[Date Prev][Date Next][Thread Prev][Thread Next][Date Index][Thread Index]

Re: Questions about yeh, hamzah on yeh, alef maksura and dotless ba



Meor Ridzuan Meor Yahaya wrote:
> Oibane,
> First of all, thanks for your comments and suggestion.
>
> I think it should be made clear that, my work is mainly for encoding
> the Quran. I think, for the first stage, I've accomplished my task,
> that is to encode the quran correctly based on visual appearance,
> complying as much as I can to Unicode standard. I do need to do some
> workaround where unicode support is lacking.

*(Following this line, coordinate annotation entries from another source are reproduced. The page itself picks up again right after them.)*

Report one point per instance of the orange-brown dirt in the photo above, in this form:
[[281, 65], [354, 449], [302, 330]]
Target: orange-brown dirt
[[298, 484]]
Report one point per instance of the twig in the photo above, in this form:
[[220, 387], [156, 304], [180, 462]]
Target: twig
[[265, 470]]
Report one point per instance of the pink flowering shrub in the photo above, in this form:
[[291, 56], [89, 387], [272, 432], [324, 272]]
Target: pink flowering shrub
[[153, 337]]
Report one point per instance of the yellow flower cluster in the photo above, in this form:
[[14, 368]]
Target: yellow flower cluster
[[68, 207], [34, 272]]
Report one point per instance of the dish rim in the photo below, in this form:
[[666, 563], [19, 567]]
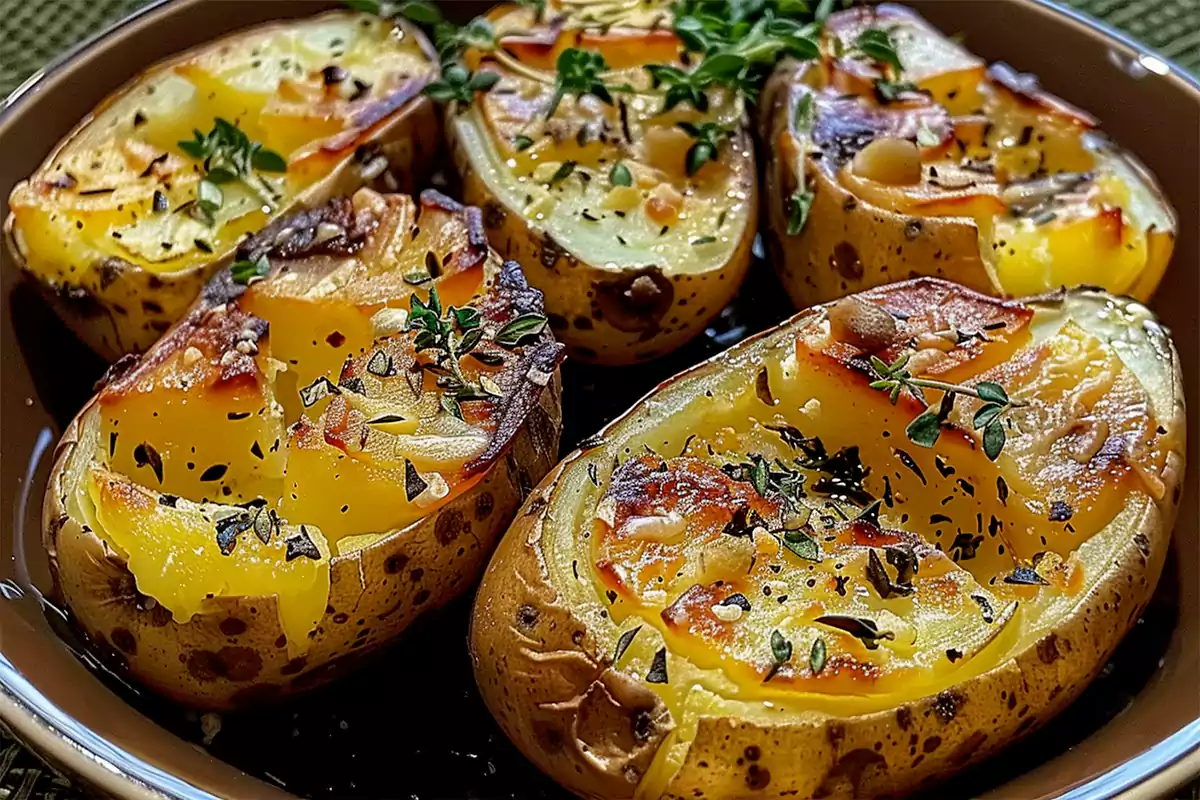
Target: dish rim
[[87, 756]]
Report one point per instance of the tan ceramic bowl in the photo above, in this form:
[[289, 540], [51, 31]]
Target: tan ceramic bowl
[[411, 725]]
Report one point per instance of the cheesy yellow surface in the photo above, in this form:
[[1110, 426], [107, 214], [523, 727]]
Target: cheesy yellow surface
[[96, 197], [682, 546], [665, 217], [202, 464], [1055, 203]]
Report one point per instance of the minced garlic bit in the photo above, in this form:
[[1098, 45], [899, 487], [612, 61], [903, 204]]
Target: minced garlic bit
[[210, 726], [388, 322], [727, 613], [437, 491]]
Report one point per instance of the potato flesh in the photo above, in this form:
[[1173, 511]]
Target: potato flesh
[[587, 214], [149, 421], [331, 471], [177, 560], [270, 83], [651, 531], [1111, 230]]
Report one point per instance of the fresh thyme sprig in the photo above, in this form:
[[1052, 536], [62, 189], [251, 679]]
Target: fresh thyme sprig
[[450, 337], [229, 155], [579, 73], [456, 334], [459, 84], [925, 428], [707, 143]]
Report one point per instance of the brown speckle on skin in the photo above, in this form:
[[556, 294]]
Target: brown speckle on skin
[[125, 641], [757, 777], [1048, 649], [642, 726], [449, 525], [294, 666], [484, 505], [233, 663], [845, 260], [527, 617], [947, 705], [232, 626], [636, 301]]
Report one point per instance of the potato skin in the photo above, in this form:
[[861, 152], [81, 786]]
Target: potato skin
[[543, 675], [593, 310], [234, 654], [850, 246], [519, 620], [119, 307]]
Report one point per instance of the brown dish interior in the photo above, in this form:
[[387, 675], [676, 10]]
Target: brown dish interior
[[419, 728]]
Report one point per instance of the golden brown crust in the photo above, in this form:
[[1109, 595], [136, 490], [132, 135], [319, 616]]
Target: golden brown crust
[[598, 311], [534, 657], [127, 308], [850, 246], [234, 653]]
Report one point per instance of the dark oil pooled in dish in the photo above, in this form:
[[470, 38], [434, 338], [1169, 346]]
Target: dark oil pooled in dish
[[409, 722]]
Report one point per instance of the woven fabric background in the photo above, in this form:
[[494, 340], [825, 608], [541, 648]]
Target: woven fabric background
[[35, 31]]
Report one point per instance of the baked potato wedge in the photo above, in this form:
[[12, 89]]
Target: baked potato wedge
[[755, 584], [151, 193], [635, 244], [304, 465], [952, 169]]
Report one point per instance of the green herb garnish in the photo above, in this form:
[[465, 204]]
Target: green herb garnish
[[780, 651], [244, 270], [621, 175], [228, 155], [876, 44], [520, 329], [579, 72], [798, 209], [927, 428], [817, 656], [460, 85], [708, 137], [861, 627], [449, 337]]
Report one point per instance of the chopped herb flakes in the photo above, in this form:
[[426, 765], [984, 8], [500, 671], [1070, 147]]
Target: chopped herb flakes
[[658, 673], [817, 656], [861, 627], [147, 456], [301, 545], [414, 485], [623, 643]]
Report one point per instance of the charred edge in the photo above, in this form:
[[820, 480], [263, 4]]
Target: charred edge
[[295, 235]]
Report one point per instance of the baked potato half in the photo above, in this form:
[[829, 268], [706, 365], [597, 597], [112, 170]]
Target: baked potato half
[[301, 467], [151, 193], [636, 239], [756, 584], [952, 169]]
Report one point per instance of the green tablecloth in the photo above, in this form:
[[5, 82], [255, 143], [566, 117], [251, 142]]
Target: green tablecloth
[[35, 31]]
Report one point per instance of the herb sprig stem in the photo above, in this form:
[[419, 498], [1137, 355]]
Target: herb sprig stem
[[894, 378]]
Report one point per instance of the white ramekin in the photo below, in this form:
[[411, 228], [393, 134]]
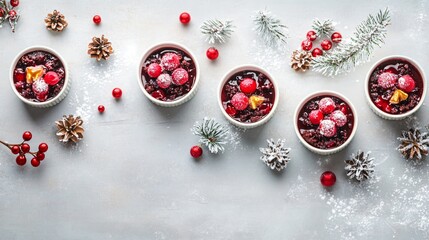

Meor, I don't think Unicode is lacking in code points. Everything you need
seems to be there. What's lacking is

1. protocol for use (e.g., how to encode the variant tanweens with the
existing set)
2. font technology to handle them (e.g. how to build a font that can handle
U+0621 HAMZA correctly, or position superscript alef correctly when preceded
by a fatha)

> Now, what I would like to accomplish is, actually to make the text
> more useful for other people to study the Quran. For this, searching
> is crucial. So, to get an accurate search results, the underlying text
> must be encoded correctly. This is where a good solution is still not
> there. For example, i think most Arabic users would use 64A for yeh,
> and maybe sometimes 649, by some users. What I understood from my
> research is, traditionally, the final yeh does not come with the dots.
> It was used mainly by non arabic speaker.

This is not correct. In fact, it is the Persian and Urdu speakers - and
writers!) that preserve the original use of YEH without final dots.

> Later one, it was somehow
> adopted by arabic speaker somehow. I think most arabic speakers would
> key in 64A when searching, am I right (I am not an arabic speaker,
> BTW)?. If the text was encoded as Farsi yeh or any other code, it
> would missed the word. So, this is just more of a practical problem
> that I'm trying to solve.

This is correct. Conventional Arabic keyboards do not encode Farsi Yeh.

> FYI, I can implement any solution without any problem. If I need to
> encode all occurance of yeh (dotted or dotless) with one code point, I
> can do it within few hours, together with the required font. So, I'm
> not to concern about implementation, because it can be done quite
> easily. The only thing that worries me is alef maksura, the dotless
> yeh final form which represent alef. This is because one cannot easily
> determine which one is alef maksura and which one is yeh just by
> looking at it. I think most people here are suggesthing that not to
> worry about it. Just treat alef maksura like a normal dotless yeh.

In theory I concur with this position. On the orher hand, people _are_ used
to typing alef maqsura when they thinh it is appropriate. And the problem
is, when do they think it's appropriate? Would Egyptians type /alii/
(personal name) with a maqsura to get rid of the dots? Probably yes, so
that's something Unicode did not plan for it...

How about maintaining two separate codes for yeh and amqsura, but treating
them as equivalent insearching?

t